Chirkunov has announced plans to transform his 17th century estate in the Languedoc-Roussillon region in the south of France into a contemporary art museum housing Russian and European art with curator Guelman overseeing the project. Writing on his Facebook page earlier this month, Chirkunov said his love for France was fostered at school when he was learning French. Writing about the estate, he said: “It’s a huge area, with gardens, rivers, waterfalls, woods and it was pretty much abandoned. I wanted to work with my head and my hands to sort everything out and also wanted to bring Russian art here. Perhaps it’s a utopia.”
Chirnukov’s decision to live in France for “at least six months of the year” has drawn sharp criticism from Russian politicians who have accused him of being unpatriotic. Boris Milgram, Chirkunov’s former deputy, weighed into the debate: “I like the idea in itself. It’s the same thing that Sergei Diaghilev did when he opened the Ballets Russes in Paris. I see in this project a grand patriotic design.”

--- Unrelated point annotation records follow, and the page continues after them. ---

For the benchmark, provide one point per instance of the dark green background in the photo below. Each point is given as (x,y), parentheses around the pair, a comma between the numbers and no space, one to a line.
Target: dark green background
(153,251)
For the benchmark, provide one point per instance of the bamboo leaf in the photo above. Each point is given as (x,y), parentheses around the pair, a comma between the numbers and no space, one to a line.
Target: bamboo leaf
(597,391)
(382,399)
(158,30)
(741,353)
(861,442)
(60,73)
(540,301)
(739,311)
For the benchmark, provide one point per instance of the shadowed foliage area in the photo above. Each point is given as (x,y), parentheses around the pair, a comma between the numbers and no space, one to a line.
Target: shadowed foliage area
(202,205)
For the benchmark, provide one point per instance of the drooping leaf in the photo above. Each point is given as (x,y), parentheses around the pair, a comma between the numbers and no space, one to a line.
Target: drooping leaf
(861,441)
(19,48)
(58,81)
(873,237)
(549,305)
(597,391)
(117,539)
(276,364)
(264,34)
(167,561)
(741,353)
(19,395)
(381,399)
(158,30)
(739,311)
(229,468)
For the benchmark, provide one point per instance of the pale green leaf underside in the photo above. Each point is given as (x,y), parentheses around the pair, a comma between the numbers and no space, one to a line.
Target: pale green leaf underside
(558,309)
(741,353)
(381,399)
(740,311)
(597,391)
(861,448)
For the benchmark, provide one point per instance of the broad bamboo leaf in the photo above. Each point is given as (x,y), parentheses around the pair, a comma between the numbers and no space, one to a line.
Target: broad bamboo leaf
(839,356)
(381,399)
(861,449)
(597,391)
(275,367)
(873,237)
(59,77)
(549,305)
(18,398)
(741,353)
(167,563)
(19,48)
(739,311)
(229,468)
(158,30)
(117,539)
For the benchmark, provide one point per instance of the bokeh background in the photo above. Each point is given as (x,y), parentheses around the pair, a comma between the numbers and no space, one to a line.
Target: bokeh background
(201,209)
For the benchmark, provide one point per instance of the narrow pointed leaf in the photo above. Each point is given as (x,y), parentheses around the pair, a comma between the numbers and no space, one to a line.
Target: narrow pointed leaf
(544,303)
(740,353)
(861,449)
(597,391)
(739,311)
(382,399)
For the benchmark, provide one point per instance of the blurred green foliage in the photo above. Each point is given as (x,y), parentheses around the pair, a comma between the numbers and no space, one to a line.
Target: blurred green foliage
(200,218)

As governor of Perm, Chirkunov hired a team of specialists, including Guelman, to rebrand Perm, a city immortalised in Chekhov’s Three Sisters as a provincial backwater that his protagonists were desperate to escape. Guelman oversaw the development of PERMM, the city’s landmark contemporary art museum, and also helped launch the the White Nights festival of culture in June. In 2012, Viktor Basargin, a Putin ally, took over as governor of Perm bringing an end to many of the sweeping changes across the city.